El Gobierno dominicano proyecta disponer de entre RD$80,000 y RD$90,000 millones para enfrentar los efectos de la crisis internacional y el conflicto bélico que impacta la economía global. La estrategia combina medidas de ahorro en el gasto público con una propuesta de reforma fiscal que será sometida al Congreso Nacional.
El ministro de Hacienda y Economía, Magín Díaz, explicó que la reforma fiscal busca recaudar entre RD$40,000 y RD$50,000 millones adicionales, equivalentes a entre 0.5 % y 0.6 % del Producto Interno Bruto (PIB). Estos recursos se sumarían a los RD$40,000 millones que el Gobierno pretende obtener mediante medidas de contención y reasignación del gasto público anunciadas a finales de abril.
Según Díaz, ambas iniciativas son complementarias.
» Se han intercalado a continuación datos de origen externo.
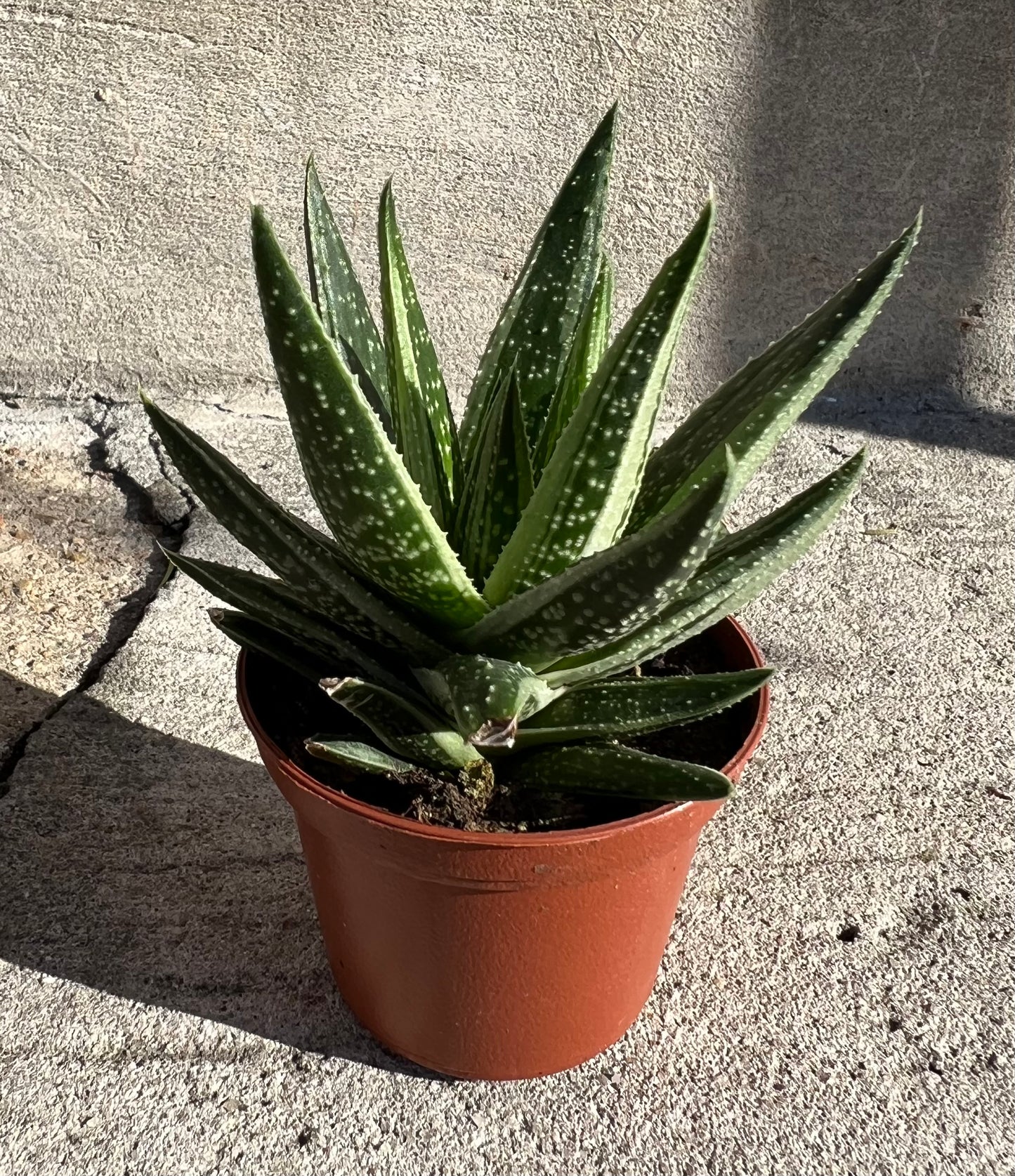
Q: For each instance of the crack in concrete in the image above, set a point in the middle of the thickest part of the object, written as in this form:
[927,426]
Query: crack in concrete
[125,620]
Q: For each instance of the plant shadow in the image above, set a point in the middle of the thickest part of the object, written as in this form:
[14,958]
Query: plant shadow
[171,874]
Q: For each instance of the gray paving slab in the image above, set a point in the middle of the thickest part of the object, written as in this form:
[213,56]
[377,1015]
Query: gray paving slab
[838,991]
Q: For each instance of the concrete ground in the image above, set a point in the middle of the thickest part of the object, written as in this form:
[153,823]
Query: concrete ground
[838,993]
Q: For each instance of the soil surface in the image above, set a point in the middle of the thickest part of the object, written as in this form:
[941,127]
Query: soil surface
[292,709]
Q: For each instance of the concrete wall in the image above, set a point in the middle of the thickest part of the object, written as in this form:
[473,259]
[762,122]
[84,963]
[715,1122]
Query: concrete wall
[134,134]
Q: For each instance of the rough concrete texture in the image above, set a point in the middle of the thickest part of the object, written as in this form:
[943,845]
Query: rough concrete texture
[838,994]
[74,554]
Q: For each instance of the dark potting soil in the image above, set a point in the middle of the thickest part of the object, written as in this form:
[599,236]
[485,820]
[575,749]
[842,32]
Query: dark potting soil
[291,709]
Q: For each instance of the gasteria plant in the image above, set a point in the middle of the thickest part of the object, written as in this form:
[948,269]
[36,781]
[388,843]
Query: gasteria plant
[487,593]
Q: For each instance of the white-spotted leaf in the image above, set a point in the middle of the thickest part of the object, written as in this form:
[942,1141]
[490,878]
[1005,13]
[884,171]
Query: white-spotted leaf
[586,493]
[380,521]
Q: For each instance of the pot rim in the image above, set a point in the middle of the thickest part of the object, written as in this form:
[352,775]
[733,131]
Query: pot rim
[303,780]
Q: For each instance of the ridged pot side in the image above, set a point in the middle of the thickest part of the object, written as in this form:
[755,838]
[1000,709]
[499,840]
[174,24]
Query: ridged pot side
[497,955]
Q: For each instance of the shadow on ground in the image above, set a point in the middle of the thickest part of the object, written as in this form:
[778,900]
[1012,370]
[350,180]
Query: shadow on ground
[169,874]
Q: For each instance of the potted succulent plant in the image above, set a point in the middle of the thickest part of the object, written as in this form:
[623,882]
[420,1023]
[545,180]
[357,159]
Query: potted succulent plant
[533,696]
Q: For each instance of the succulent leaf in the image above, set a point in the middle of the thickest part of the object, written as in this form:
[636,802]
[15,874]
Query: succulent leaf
[358,756]
[753,409]
[310,662]
[738,568]
[535,331]
[486,696]
[272,602]
[425,430]
[587,491]
[340,299]
[408,728]
[587,350]
[379,519]
[289,546]
[619,772]
[498,484]
[607,595]
[636,705]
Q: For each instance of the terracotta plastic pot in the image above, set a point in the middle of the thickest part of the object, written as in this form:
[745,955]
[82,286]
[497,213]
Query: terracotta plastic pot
[497,955]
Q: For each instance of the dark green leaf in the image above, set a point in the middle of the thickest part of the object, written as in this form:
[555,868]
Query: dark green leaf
[591,343]
[291,548]
[619,772]
[272,604]
[486,698]
[498,484]
[374,510]
[310,661]
[358,756]
[406,727]
[739,567]
[535,329]
[751,412]
[607,595]
[340,299]
[634,705]
[425,430]
[587,491]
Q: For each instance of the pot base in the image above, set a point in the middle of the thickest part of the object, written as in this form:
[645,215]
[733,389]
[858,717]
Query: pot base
[497,955]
Mientras una aumenta los ingresos del Estado, la otra reduce gastos considerados no prioritarios para redirigir esos recursos a áreas críticas, especialmente subsidios y programas de apoyo ante el escenario económico internacional.
Entre las medidas de austeridad aplicadas figuran la reducción de gastos operativos, limitaciones en la compra de vehículos, disminución de viajes, viáticos, publicidad, mantenimiento y contrataciones, así como una racionalización de combustibles y transferencias a organismos con capacidad de generar ingresos propios. El funcionario indicó que hasta el momento ya se han redirigido alrededor de RD$12,000 millones.
La propuesta fiscal también contempla un aumento de US$10 a los pasajes aéreos, incrementos en los impuestos a cheques y transferencias electrónicas, mayores cargas a casinos, juegos de azar y cigarrillos electrónicos. Asimismo, incluye una amnistía fiscal para regularizar deudas tributarias y la eliminación de anticipos para microempresas con el objetivo de reducir la presión fiscal sobre los contribuyentes de menores ingresos.